Laureato in letteratura inglese, nella prima metà degli anni Ottanta ha insegnato letteratura spagnola e teoria della traduzione sia presso la Oxford University in Gran Bretagna sia al Wellesley College nel Massachussetts, per poi passare all'Università Complutense di Madrid. Ben presto però la scrittura letteraria - che aveva preso le mosse con il precoce romanzo d'esordio "I territori del lupo", pubblicato nel 1971 e tradotto in italiano nel 2013 da Einaudi (editore di quasi tutti i suoi libri nel nostro Paese) - è diventata per lui l'attività principale.

Da noi i suoi libri cominciano a essere pubblicati e apprezzati a partire dalla fine degli anni Novanta, ma è soprattutto all'alba del nuovo millennio che ottengono grande successo e prestigiosi riconoscimenti: tra questi ricordiamo, nel 2000, il premio Flaiano e il Grinzane Cavour e, quest'anno, il von Rezzori per il suo ultimo romanzo, "Tomás Nevinson", opera che, tenendo sullo sfondo episodi reali del terrorismo europeo (in particolare alcuni attentati dell'Ira e dell'Eta), svolge una riflessione sui limiti di ciò che è lecito fare e sulle nefaste conseguenze che a volte accompagnano la volontà di evitare il male peggiore. Temi ricorrenti della narrativa di Javier Marías sono infatti, più in generale, la poliedricità dell'esperienza umana, l'impossibilità di spiegarla completamente, l'incapacità di decifrare ciò che ci circonda: la realtà, compreso il passato con le narrazioni che di esso vengono offerte, è passibile di molteplici letture, sicché non è mai facile offrirne un'interpretazione univoca.

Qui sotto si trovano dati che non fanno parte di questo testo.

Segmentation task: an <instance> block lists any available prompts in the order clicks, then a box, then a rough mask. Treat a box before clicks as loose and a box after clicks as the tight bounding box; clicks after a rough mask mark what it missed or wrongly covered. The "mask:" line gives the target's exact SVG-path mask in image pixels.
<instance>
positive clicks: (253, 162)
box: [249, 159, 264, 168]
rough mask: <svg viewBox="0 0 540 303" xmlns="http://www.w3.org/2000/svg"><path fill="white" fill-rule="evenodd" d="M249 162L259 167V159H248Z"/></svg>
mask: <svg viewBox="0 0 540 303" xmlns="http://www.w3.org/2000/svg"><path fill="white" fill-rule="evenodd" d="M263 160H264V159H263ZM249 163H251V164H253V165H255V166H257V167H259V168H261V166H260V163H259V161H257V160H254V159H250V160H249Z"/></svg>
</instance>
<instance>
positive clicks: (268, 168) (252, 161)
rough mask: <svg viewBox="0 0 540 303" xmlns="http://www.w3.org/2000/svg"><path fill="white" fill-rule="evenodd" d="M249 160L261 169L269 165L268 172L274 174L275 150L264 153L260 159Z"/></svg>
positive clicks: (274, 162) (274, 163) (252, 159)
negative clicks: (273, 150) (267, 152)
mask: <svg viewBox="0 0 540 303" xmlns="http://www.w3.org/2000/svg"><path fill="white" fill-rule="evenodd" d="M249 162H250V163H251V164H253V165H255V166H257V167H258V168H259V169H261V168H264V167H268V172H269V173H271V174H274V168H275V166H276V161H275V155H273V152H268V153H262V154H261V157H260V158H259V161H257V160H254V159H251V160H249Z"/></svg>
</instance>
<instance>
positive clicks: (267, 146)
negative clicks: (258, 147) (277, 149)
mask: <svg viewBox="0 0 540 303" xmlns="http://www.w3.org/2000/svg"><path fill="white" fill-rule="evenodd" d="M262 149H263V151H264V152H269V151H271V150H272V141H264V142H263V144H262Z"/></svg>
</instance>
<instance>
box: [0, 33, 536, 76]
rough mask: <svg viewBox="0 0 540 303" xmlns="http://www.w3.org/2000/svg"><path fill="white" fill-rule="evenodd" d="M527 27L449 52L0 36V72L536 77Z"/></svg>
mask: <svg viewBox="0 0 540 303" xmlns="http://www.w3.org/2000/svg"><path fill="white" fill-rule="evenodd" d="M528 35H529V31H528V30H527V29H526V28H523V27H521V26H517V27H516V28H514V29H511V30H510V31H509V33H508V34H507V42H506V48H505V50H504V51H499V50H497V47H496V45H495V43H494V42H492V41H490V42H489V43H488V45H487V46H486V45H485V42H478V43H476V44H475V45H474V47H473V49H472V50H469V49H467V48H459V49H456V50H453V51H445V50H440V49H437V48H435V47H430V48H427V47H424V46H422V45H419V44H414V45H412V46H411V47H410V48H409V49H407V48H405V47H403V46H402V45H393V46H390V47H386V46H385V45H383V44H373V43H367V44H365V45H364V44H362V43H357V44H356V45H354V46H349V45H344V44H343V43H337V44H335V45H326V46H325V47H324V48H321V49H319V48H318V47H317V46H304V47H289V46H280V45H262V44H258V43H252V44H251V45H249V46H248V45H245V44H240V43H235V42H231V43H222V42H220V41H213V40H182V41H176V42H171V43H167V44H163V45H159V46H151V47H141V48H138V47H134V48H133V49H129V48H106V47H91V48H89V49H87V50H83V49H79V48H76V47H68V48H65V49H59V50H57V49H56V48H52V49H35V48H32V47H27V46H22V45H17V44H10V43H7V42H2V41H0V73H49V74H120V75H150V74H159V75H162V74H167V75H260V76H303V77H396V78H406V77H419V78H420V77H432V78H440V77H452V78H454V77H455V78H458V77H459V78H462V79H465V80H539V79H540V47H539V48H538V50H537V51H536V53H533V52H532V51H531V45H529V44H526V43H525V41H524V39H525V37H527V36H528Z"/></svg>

Tra gli altri suoi romanzi più importanti, tradotti complessivamente in oltre trenta lingue, ricordiamo: "Un cuore così bianco" (1992), in cui un segreto familiare è causa di inquietudine per il protagonista, che si conduce suo malgrado a riandare ai fantasmi del passato; "Domani nella battaglia pensa a me" (1994), forse il suo titolo più celebre, dove la morte improvvisa di un'amante occasionale spinge il protagonista a indagare ossessivamente nella vita della donna; "Gli innamoramenti" (2011), «cartografia dell’amore e dei sentimenti», ha spiegato l'autore, «in cui tutto ciò che crediamo di sapere sulla vita e sulla morte viene messo in dubbio».

Javier Marías è stato anche autore di racconti, tra i quali spiccano le seguenti raccolte: "Mentre le donne dormono" (1990), antologia di testi composti nell'arco di trent'anni; "Vite scritte" (1992), silloge di biografie di grandi scrittori; "Nera schiena del tempo" (1998), il cui tema centrale è la riflessione sulla parola e sulla scrittura; "Selvaggi e sentimentali: parole di calcio" (2000), raccolta di oltre quaranta articoli comparsi originariamente sul quotidiano “El País”, che, prendendo spunto dal gioco del calcio, assume il carattere di un libro di memorie e confessioni.

Intensa è stata anche l'attività di Marías come traduttore, avendo egli reso in spagnolo molti autori, soprattutto inglesi: da Sterne a Conrad, da Stevenson ad Hardy. Dal lavoro di traduttore diceva di aver imparato tanto anche per quello di scrittore. «Tradurre mi è servito moltissimo», ha dichiarato. «Soprattutto a calibrare le parole. Non credo nelle scuole di scrittura: penso che si possa insegnare come non bisogna scrivere, ma che sia difficile spiegare come si dovrebbe farlo. Tuttavia, se mai dovessi dirigerne una, richiederei come prerequisito agli aspiranti corsisti la conoscenza di una o più lingue straniere, e li farei tradurre. "Riscrivere" e "ricreare" un grande libro (perché per me questo è il compito del traduttore), è il modo migliore per imparare a farne altri».

Avevo avuto occasione di incontrare Javier Marías nel 2010, in occasione della pubblicazione italiana di "Veleno e ombra e addio", terzo volume del suo romanzo-fiume "Il tuo volto domani" (i primi due tomi si intitolavano rispettivamente "Febbre e lancia" e "Ballo e sogno"). Gli avevo chiesto se per uno scrittore come lui contasse maggiormente l'arte o la vita vissuta. «L’arte è importante, ma ovviamente conta anche l’esperienza della vita. In ogni caso anche ciò che vive, lo scrittore deve poi reinventarlo, immaginarlo in termini narrativi. Quindi chi scrive è tenuto continuamente a rivisitare in forma di racconto le cose che gli accadono e i fatti di cui è protagonista. Perché la vita, in sé, senza questo filtro, sarebbe materiale inerte». Ora che ci ha lasciati, rimangono le grandi figurazioni narrative dei suoi romanzi.